Dilip Kumar’s reputation as the Tragedy King of Bollywood arose from his frequent portrayal of the tragic hero, one destined to pine for an unattainable love, suffer the plight of unrequited love or meet a tragic end that would eliminate any possibility of a happy ending. Perhaps the most renowned of his tragedy films is Mughal-i-Azam (1960), in which he played the role of Prince Salim. The film was set in the Mughal era during Emperor Akbar’s reign. It tells the story of his son, Prince Salim, who falls in love with a courtesan, Anarkali. Their forbidden love culminates in tragedy as Anarkali belongs to the court of Akbar and cannot be united with Salim. She is sentenced to be entombed alive. Another famous tragedy that displayed the finesse with which Kumar performed the role of the aggrieved lover is Devdas (1955). In this film, Kumar was cast in the titular role of Devdas, a man who is driven to drunkenness and borderline insanity when he is unable to attain his childhood love, Paro, due to their unequal socio-economic status. This trope of forbidden or unattainable love recurs in many of his other tragedy films. For instance, the film Jogan (1950) concludes with a scene of his character mourning the death of his love in a graveyard. In a similar vein, his film Mela (1948) tells the story of two lovers who are separated by fate, then reunited temporarily, only to be separated again when one of the lovers dies by falling off a cliff. Deedar (1951) is another retelling of unrequited love whereby a blind man undergoes surgery, has his eyesight restored, discovers that he and his surgeon are in love with the same woman, and blinds himself in grief over the fact.

It is interesting to note that during his career, Dilip Kumar portrayed renditions of not just one, but two of the most well-known tragic heroes from classic literature: Heathcliff from Wuthering Heights (1847) and Mr Rochester from Jane Eyre (1847). The film Sangdil (1952) was an adaptation of Charlotte Bronte’s novel Jane Eyre —with some deviations from the text— in which Kumar played the role of a brooding and mysterious man who falls in love, but cannot marry his lover as he is already married to a mentally deranged woman and stuck in a loveless union. The film Arzoo was an adaptation of Wuthering Heights by Emily Bronte, wherein the actor embodied the role of the lover who yearns for his love in vain and, eventually, witnesses her death and grieves it for the remainder of his years.
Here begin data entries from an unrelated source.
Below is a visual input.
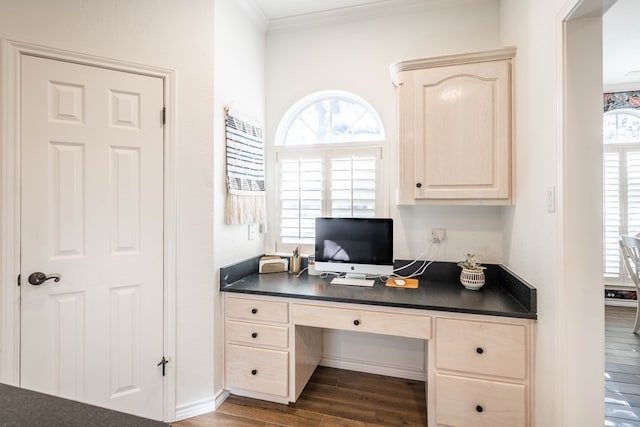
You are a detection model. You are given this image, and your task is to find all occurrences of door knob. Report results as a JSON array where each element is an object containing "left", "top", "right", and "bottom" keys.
[{"left": 27, "top": 271, "right": 60, "bottom": 286}]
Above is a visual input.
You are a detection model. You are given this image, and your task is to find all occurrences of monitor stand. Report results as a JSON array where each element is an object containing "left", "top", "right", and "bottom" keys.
[{"left": 331, "top": 273, "right": 375, "bottom": 287}]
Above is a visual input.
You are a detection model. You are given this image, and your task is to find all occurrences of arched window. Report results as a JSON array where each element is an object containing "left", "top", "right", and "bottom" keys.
[
  {"left": 602, "top": 108, "right": 640, "bottom": 285},
  {"left": 276, "top": 91, "right": 384, "bottom": 146},
  {"left": 275, "top": 91, "right": 385, "bottom": 253}
]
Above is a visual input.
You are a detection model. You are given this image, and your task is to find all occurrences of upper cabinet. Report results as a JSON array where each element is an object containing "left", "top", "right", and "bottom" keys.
[{"left": 391, "top": 48, "right": 515, "bottom": 205}]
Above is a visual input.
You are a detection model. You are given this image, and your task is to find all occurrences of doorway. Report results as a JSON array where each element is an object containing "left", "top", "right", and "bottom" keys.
[
  {"left": 20, "top": 55, "right": 164, "bottom": 419},
  {"left": 0, "top": 40, "right": 177, "bottom": 420}
]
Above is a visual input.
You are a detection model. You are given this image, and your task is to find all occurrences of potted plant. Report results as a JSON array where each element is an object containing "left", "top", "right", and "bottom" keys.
[{"left": 458, "top": 254, "right": 487, "bottom": 291}]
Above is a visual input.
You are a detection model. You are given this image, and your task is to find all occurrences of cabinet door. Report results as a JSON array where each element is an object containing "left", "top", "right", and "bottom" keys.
[{"left": 412, "top": 60, "right": 511, "bottom": 200}]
The Tragedy King title might suggest that Kumar was type-cast and deprived of other types of roles. A quick survey shows that he got to perform a diverse range of roles. Being a method actor and constantly having to portray despondent and mournful characters on the silver screen had begun to take a serious toll on his mental health. That was when he made the shift towards comic and romantic roles and started acting in social dramas. Throughout his career, which spanned over six decades, he not only starred in tragedies, but also played lead roles in romantic dramas, comedies like Ram Aur Shyam (1967), and films like Ganga Jamna (1961) that focused on social commentary.

He was famously celebrated and lauded for both his portrayal of the quintessential tragic hero and his versatile acting profile. This fact is highlighted by the honours and accolades he received for his vast and diverse repertoire and contribution to cinema. These included several Filmfare awards. He received the Dadasaheb Phalke Award in 1994, and the Nishan-i-Imtiaz in 1998.